First, the good news: The odds are in your favor. Even though a staggering 6.5 million passwords were stolen from LinkedIn, that represents only about 4 percent of the site's 150 million users. And if you were one of the unlucky few whose information was lifted, you should have been informed by now. LinkedIn sent messages to affected members last week indicating that their passwords had already been invalidated, with instructions on how to set up new passwords.
If you're still worried, password manager company LastPass has set up a Web page where you can enter your LinkedIn password to find out immediately if it was one of the ones which were compromised. (Worried about the security of entering a password into LastPass's Website? There are copious details on the page about the technical considerations, but it does indeed appear to be safe.)
Now the bad news.
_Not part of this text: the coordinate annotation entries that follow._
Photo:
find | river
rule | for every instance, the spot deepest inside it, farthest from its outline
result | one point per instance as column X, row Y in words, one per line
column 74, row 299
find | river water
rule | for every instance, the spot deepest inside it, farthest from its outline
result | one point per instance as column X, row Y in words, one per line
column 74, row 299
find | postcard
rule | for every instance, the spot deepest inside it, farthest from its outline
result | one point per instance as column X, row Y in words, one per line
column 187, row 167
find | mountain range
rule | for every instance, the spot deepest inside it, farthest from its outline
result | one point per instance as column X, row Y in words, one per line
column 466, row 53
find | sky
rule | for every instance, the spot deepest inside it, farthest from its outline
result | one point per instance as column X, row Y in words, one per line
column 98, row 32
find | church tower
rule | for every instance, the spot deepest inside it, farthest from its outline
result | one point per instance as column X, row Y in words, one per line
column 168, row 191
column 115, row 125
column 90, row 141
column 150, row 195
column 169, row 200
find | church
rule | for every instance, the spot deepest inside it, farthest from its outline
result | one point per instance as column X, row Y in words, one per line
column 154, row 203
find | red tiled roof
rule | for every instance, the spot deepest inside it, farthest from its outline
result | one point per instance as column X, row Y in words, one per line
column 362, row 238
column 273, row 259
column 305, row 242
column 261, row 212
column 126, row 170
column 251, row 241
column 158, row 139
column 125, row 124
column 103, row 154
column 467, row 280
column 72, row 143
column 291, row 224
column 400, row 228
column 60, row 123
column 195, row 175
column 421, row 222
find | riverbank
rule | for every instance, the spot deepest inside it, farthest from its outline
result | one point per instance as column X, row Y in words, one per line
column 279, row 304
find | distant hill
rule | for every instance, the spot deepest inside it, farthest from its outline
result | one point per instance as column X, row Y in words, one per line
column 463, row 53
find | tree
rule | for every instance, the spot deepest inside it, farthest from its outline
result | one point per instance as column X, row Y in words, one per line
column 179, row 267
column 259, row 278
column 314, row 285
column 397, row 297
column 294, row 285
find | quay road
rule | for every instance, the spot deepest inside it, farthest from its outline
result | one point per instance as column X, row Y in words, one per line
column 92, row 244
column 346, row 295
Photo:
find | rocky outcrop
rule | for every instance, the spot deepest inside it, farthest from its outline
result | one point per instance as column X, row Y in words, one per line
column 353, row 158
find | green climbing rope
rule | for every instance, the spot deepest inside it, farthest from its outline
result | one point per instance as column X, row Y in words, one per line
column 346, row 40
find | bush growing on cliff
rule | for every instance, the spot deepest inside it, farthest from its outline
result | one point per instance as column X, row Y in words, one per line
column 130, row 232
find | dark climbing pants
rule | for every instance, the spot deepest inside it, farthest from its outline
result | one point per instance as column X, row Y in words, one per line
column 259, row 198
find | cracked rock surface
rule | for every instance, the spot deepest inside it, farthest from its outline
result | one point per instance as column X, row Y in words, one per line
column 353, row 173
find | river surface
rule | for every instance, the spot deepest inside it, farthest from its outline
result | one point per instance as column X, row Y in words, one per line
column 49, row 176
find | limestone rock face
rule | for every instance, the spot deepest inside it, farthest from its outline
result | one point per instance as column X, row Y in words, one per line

This is the latest string of hacks that illustrate the dangers of using the Web in 2012. LinkedIn bears a significant amount of responsibility in this case, since the site didn't properly encrypt its password database (Read the LinkedIn blog for their response to the issue.) But security problems are pervasive, and any site that requires a password is susceptible to this sort of thing -- or worse -- from cloud storage to social media to job sites.
That's why it's time to review the essential requirements to keeping your passwords safe and secure:
Make your password strong. The first passwords to be cracked from the LinkedIn theft were simple, single-word passwords that could be found in a dictionary, or basic word-and-number combinations.
Make your password unrelated to you personally. Don't use names of spouses, pets, or old high schools. Also, no birthdays or social security numbers.
Mix upper and lower case. And if possible throw in at least one non-alphanumeric symbol, like !, @, or ?. That's what we mean by a strong password.
It's a good idea to base your password on an extended phrase rather than a single word. You can then abbreviate the phrase and mix up the case, such as: 2bon2b*Titq. Discerning Shakespeare lovers will recognize that mouthful of gibberish as coming from Hamlet's memorable line, "To be or not to be; that is the question."
Make all of your passwords different. I can't emphasize this enough --- even if you have a great password, don't use it in more than one place. Every password you generate should be unique, so if someone hacks your LinkedIn account, they don't also get your bank account login at the same time.
Use a password manager like RoboForm or LastPass. Neither you nor I can track and manage dozens of unique passwords. Rather than taking shortcuts in password quality or using the same one over and over, use a manager to store them all for you.